Educational Goals / Teaching Points
In this exhibit, we review the imaging features of appendiceal mucocele using multiple modalities including ultrasonography and computed tomography (CT) and discuss possible complications. We also illustrate the appearance of appendiceal mucocele on colonoscopy. Using high-power and low-power micrographs, we depict the histologic features of the pathological subtypes of mucocele of the appendix.

Key Anatomic/Physiologic Issues and Imaging Findings/Techniques
Appendiceal mucoceles may be noted incidentally at surgery or on imaging. Patients may present with symptoms of acute right lower quadrant abdominal pain, resembling acute appendicitis; or those associated with the complications of mucocele [1]. Imaging findings of appendiceal mucoceles include a well-circumscribed, round or tubular, hypo-attenuated dilated cystic mass on CT or ultrasound [1,3,4]. Internal hyperechoic curvilinear layers known as onion skin sign, may also be seen on ultrasound [1]. Mural calcifications which may be appreciated on radiographs, CT or ultrasound [3] are present in less than 50% of cases [4]. Some imaging features such as wall irregularity and soft-tissue thickening may preoperatively predict a malignant appendiceal mucocele [4]. On colonoscopy, an appendiceal mucocele may appear as a rounded, protruding extrinsic mass with normal overlying mucosa [5]. The appendiceal orifice may also be seen within this elevation of the cecal wall; referred to as volcano sign [5]. Imaging is also important in ruling out differential diagnoses, especially in female patients, where appendiceal mucinous lesions should be differentiated from tubo-ovarian abscess and cystic ovarian neoplasms by identifying a normal right ovary [1,3]; and detecting possible complications such as intestinal or ureteral obstruction, intussusception, torsion, and pseudomyxoma peritonei [1,3].

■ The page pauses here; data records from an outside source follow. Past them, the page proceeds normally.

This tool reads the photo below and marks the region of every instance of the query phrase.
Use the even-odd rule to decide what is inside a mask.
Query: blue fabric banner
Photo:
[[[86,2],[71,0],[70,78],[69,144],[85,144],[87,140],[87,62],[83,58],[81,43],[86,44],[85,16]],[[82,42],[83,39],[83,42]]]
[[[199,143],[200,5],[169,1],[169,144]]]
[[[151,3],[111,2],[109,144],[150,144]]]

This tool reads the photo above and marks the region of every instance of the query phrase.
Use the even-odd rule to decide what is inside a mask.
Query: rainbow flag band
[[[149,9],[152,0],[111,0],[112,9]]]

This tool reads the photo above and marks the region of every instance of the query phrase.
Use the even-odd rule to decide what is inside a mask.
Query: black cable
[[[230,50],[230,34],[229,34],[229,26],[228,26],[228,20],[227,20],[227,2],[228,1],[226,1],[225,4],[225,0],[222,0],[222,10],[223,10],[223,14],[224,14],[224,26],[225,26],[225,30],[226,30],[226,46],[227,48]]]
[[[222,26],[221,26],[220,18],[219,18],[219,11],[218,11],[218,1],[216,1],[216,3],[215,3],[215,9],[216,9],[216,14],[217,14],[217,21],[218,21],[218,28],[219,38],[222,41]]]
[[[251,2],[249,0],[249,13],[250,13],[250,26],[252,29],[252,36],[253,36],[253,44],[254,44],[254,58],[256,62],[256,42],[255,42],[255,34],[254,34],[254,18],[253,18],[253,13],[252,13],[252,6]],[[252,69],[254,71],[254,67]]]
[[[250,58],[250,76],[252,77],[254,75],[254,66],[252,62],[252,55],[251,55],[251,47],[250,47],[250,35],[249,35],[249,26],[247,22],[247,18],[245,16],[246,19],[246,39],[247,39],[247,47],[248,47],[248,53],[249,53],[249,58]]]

Appendiceal mucocele is an imaging diagnosis which may result from a variety of histologic abnormalities. Familiarity with the imaging appearance, preoperative identification of imaging features suggestive of a malignant etiology and recognition of possible complications are of utmost importance to the clinician in order to appropriately manage this ambiguous pathology.